Short Break with Hazards

Street Luge
Presumably invented by lazy skaters who couldn’t be bothered to stand up, the extreme sport of street luge involves lying prostrate on a giant skateboard and hurtling, feet first, down a road at pant-wetting speeds.  Lugers can reach speeds above the ground, that feels even faster than it sounds.

With no hint of machine power in sight, lugers are sent crashing downhill by the force of gravity alone.  You steer around bends by leaning into them and brake by using your feet.  The fact that lugers must wear full motorcycle leathers and a crash helmet indicates that, yes, this pursuit isn’t without risk.  Street luging is popular in the States, Australia, Switzerland and Germany and UK.

Paragliding
Dizzying heights and the lack of a rigid wing structure combine to make the sport of paragliding one of the most foreboding of aviation pursuits.  As you sit in a harness suspended below a fabric wing, you are cheerily blasted around the heavens by the wind. But, as with all aerial activities, the altitudes and natural obstacles around you provide a constant reminder of the great injury potential if anything goes wrong. Those jagged cliffs and crashing waves far, far below will ensure you stay concentrated, that’s for sure.

Australia, France, Switzerland and Brazil are all paragliding hotspots because of their stunning natural landscapes, but there are plenty of courses available here in the UK, from the Yorkshire Dales to the Welsh coast.  Instructors insist you’ll be ready to fly alone after about 10 days of training, but you’ll be airborne on your very first day.

Cave Diving
Confined spaces, lack of visibility and, if things go wrong, the complete inability to breathe: cave-diving is bone-shudderingly frightening stuff, which is why you will have to have a PADI Advanced Open Water Diver certificate and heaps of experience before anyone will be stupid enough to let you take the plunge.
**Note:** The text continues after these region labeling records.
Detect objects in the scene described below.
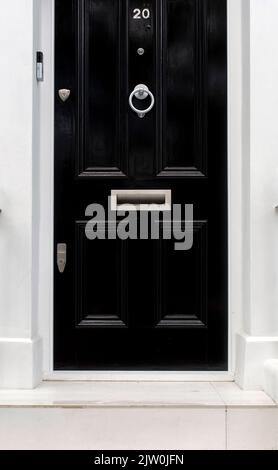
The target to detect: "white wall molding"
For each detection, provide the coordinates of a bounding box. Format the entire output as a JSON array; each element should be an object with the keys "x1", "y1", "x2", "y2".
[
  {"x1": 0, "y1": 338, "x2": 42, "y2": 389},
  {"x1": 235, "y1": 333, "x2": 278, "y2": 392},
  {"x1": 236, "y1": 0, "x2": 278, "y2": 389},
  {"x1": 264, "y1": 359, "x2": 278, "y2": 403},
  {"x1": 0, "y1": 0, "x2": 42, "y2": 388}
]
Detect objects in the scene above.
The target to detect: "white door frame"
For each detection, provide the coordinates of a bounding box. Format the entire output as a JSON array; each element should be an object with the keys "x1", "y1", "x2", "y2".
[{"x1": 37, "y1": 0, "x2": 244, "y2": 381}]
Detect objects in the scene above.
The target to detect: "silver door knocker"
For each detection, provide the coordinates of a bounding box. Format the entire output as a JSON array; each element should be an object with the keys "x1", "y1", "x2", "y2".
[
  {"x1": 129, "y1": 84, "x2": 155, "y2": 118},
  {"x1": 58, "y1": 88, "x2": 70, "y2": 103}
]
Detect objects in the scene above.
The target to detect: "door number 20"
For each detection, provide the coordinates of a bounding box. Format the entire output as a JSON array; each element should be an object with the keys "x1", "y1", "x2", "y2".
[{"x1": 133, "y1": 8, "x2": 151, "y2": 20}]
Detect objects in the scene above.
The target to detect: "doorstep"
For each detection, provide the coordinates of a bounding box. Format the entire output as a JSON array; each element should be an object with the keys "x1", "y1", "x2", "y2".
[{"x1": 0, "y1": 382, "x2": 278, "y2": 450}]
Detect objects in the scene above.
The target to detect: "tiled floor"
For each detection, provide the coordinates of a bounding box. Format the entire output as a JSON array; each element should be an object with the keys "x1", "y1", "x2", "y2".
[{"x1": 0, "y1": 382, "x2": 278, "y2": 450}]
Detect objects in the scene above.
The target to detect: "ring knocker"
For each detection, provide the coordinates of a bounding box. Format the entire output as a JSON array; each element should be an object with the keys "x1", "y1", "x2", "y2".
[{"x1": 129, "y1": 84, "x2": 155, "y2": 118}]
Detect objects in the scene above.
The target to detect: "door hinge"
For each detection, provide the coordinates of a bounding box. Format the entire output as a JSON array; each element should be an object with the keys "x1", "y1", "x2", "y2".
[
  {"x1": 57, "y1": 243, "x2": 67, "y2": 274},
  {"x1": 36, "y1": 51, "x2": 44, "y2": 82}
]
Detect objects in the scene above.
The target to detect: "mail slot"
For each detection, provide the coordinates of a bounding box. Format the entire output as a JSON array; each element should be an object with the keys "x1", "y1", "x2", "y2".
[{"x1": 111, "y1": 189, "x2": 172, "y2": 211}]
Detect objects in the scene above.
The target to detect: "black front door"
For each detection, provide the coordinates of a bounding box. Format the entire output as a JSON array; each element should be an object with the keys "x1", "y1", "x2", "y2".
[{"x1": 54, "y1": 0, "x2": 228, "y2": 370}]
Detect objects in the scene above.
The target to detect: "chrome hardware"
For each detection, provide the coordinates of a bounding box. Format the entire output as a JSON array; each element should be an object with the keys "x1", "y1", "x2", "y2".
[
  {"x1": 58, "y1": 88, "x2": 71, "y2": 103},
  {"x1": 137, "y1": 47, "x2": 145, "y2": 55},
  {"x1": 57, "y1": 243, "x2": 67, "y2": 274},
  {"x1": 36, "y1": 51, "x2": 44, "y2": 82},
  {"x1": 111, "y1": 189, "x2": 172, "y2": 212},
  {"x1": 129, "y1": 84, "x2": 155, "y2": 118}
]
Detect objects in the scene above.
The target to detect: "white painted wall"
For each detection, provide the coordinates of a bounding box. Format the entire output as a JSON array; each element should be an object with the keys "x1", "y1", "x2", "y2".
[
  {"x1": 0, "y1": 0, "x2": 278, "y2": 388},
  {"x1": 0, "y1": 0, "x2": 40, "y2": 387},
  {"x1": 237, "y1": 0, "x2": 278, "y2": 388}
]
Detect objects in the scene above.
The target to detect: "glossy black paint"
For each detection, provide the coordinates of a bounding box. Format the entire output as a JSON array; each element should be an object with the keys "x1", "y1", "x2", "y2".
[{"x1": 54, "y1": 0, "x2": 228, "y2": 370}]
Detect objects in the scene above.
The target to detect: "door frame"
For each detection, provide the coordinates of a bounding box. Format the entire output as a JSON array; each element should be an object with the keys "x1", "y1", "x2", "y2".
[{"x1": 37, "y1": 0, "x2": 244, "y2": 381}]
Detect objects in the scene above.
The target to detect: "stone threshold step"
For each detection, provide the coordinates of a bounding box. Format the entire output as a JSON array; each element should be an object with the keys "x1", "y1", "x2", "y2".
[{"x1": 0, "y1": 381, "x2": 276, "y2": 409}]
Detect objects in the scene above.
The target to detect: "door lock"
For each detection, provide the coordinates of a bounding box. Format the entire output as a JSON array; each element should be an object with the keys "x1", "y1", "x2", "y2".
[
  {"x1": 57, "y1": 243, "x2": 67, "y2": 274},
  {"x1": 129, "y1": 84, "x2": 155, "y2": 118},
  {"x1": 58, "y1": 88, "x2": 71, "y2": 103}
]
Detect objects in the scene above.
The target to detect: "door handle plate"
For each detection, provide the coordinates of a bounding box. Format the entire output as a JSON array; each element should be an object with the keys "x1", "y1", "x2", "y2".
[{"x1": 57, "y1": 243, "x2": 67, "y2": 274}]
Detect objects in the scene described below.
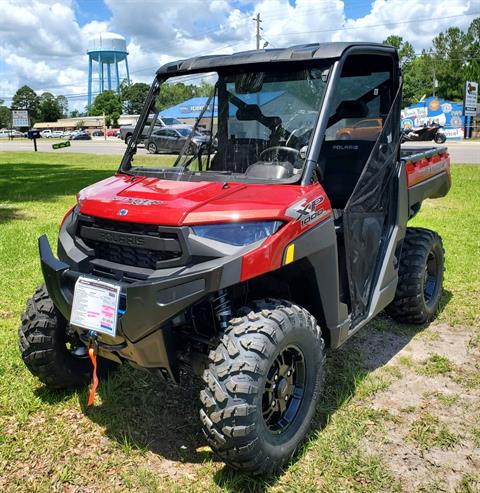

Using scuba equipment to explore underground chambers invites all sort of trouble.  As a form of penetration diving, cave-diving allows no immediate escape route, meaning divers cannot ascend to the surface in times of trouble.  The sand, clay and mud that pollute the caves can reduce visibility to just a few feet in seconds.

The adventure rewards those do dare, with the chance to explore a mesmerising underworld of stalagmites, stalactites and rare flora and fauna. The Bahamas, Florida and Mexico are all fantastic cave-diving locations.

Cage Diving With Sharks
The great white shark is one of God’s most fearsome creatures, so plunging into the murky ocean next to a particularly hungry one is sure to get the adrenaline pumping.  The fact the some joker has spend the past hour hurtling crushed sardines into the water to get the beast’s belly rumbling won’t help your nerves when you see a grey fin carving through the water towards you.  Seeing those rows of razor-sharp teeth just a few feet from your limbs, and watching the chilling black eyes ogling you from the other side of the bars, is something you won’t forget in a hurry.

South Africa is the top destination for cage-diving, thanks to its proximity to a region know as Shark Alley, which great whites frequent.

Heli-skiing
The opportunity to venture into the uncontrolled wilderness of the mountains is both the appeal and the inherent risk of heli-skiing.  By simply employing the use of one large chopper, skiers can skip the crowded slopes and discover new terrain covered in fresh, virgin snow at higher altitudes and in more remote locations.  But, abandoning the sanitised fun of the ski resorts also means the dangers increase exponentially.  Avalanche awareness is critical, natural hazards abound and changes in weather can be more problematic when you’re marooned in the wilderness.  The best destinations include New Zealand, Russia and Argentina and if you have the guts and cash, the Himalayas and Canada offers up some of the most exciting and easily accessible adventures.

Cycling the Death Road
The lethal 64km stretch of road from La Cumbre to Coroico, which winds through the mist-wrapped peaks of the Bolivian Andes in South America, was dubbed ‘the World’s Most Dangerous Road’ by the Inter-American Development Band in 1995, based on the grizzly ratio of reported deaths per mile. More than 100 people plummet over its crumbling edges each year, while the worst year on record saw a mammoth 320 people lose their lives.

So, it may come as no surprise to learn that people like to cycle down it, for fun. But, if you don’t mind vertiginous 1,000ft drops plunging down just inches from your front tyre, you don’t get freaked out by the sombre rituals performed by the indigenous guides to butter up the mountain spirits in your favour, and you can handle the groaning food trucks belching uphill and trying to squeeze past you on a narrow ledge that is, in places, only 3.2 metres wide, you’ll have a great laugh.